The Critters movies always had a goofy sense of humor, and the humorous element is enhanced in a major way in this revival. This is the most irreverent and silly installment yet, purely a cartoonish comedy. It's hard to reconcile the events of this story with the Crite stories we've seen before, but those events do fit within the unique tone that this one has. This is the type of show that will toss a random parody of The Matrix into the middle of an action scene, twenty years too late, or put a type of Crite we've never seen before into the climactic sequence just for one dopey sight gag. To enjoy A New Binge, fans will have to meet it on its own terms. Although the show relies on viewers having a familiarity with Crites, it's not out to give them something like what they've seen before. This is the concept with a large amount of extra absurdity added to it.

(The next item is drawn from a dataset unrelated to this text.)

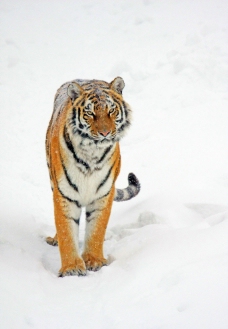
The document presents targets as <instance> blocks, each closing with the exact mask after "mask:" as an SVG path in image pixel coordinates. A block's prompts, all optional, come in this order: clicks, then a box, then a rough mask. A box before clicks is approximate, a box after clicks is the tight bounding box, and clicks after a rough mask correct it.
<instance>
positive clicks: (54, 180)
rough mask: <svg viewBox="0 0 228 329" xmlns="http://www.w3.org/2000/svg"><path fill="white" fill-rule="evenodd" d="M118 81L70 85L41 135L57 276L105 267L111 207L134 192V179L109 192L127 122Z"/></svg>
mask: <svg viewBox="0 0 228 329" xmlns="http://www.w3.org/2000/svg"><path fill="white" fill-rule="evenodd" d="M123 87H124V82H123V80H122V79H121V78H119V77H118V78H116V79H114V80H113V81H112V82H111V83H107V82H105V81H100V80H73V81H71V82H67V83H65V84H63V85H62V86H61V87H60V88H59V89H58V91H57V93H56V96H55V100H54V110H53V114H52V118H51V121H50V123H49V127H48V130H47V136H46V154H47V164H48V168H49V174H50V179H51V186H52V190H53V201H54V212H55V223H56V230H57V234H56V236H55V237H54V238H53V239H52V238H47V242H48V243H50V244H53V245H55V244H57V243H58V245H59V249H60V255H61V260H62V267H61V269H60V272H59V275H60V276H65V275H75V274H76V275H85V273H86V269H89V270H98V269H99V268H100V267H101V266H103V265H106V260H105V259H104V256H103V241H104V235H105V230H106V226H107V223H108V219H109V216H110V212H111V207H112V202H113V200H114V199H115V200H116V201H122V200H128V199H130V198H131V197H133V196H135V195H136V194H137V193H138V192H139V189H140V185H139V182H138V180H137V178H136V177H135V176H134V174H130V175H129V186H128V187H127V188H126V189H123V190H120V189H115V181H116V178H117V176H118V174H119V172H120V162H121V160H120V149H119V140H120V139H121V138H122V137H123V136H124V134H125V133H126V130H127V128H128V127H129V126H130V123H131V109H130V107H129V105H128V104H127V103H126V102H125V101H124V100H123V98H122V89H123ZM81 207H86V234H85V246H84V252H83V254H82V257H81V256H80V255H79V247H78V225H79V221H80V214H81Z"/></svg>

I had a bit of trouble handling this level of absurdity. I was amused by some of it, while also cringing and shaking my head at some of it, wishing throughout that Rubin hadn't taken this approach to the material. There is some fun to be had with A New Binge, though, and I was especially happy to see Gilbert Gottfried and Thomas Lennon (who recently fought a different type of tiny terror in Puppet Master: The Littlest Reich) in the cast. Critters: A New Binge may not have been the franchise revival I wanted it to be, but I am grateful that it gave me the chance to see Gottfried (as Christopher's Viagra-obsessed uncle) and Lennon (as a high school principal) share the screen with Crites.


And even though A New Binge takes the franchise in a direction I didn't want it to go in, it still comes off as a very innocuous piece of entertainment. It's tough to take it seriously in any way; it's not likely there's going to be a follow-up that will continue delving into the story Rubin and Kaplan introduced here. In fact, Syfy has already produced their own Critters movie that will surely be as separate from A New Binge as A New Binge is from Critters 3 and 4. If this were the only new entry in the franchise we were getting, if there wasn't something different following close on its heels and I thought the series might continue down this path, I would not be happy. But that's not the scenario we're in, so this is just a goofy little side story that's good for some laughs.

A New Binge was produced for Verizon's now defunct mobile video service go90, so it's a low budget production that was intended to be watched on smart phones. The eight episodes are quite short, and if you chopped the intro and credits off most of the episodes you'd end up with a feature film that would probably run just under 70 minutes. So it doesn't demand much of your time. If you're a fan of the Crites, it's worth watching, and there will be fans who will love what Rubin did here.

The web series is available for viewing on the Shudder streaming service, and I'm glad they decided to give A New Binge a new home after go90 shut down.

And yes, rest assured that a Crite who had previously visited Earth in the '80s does have the opportunity to catch up with the modern world by checking out some internet porn.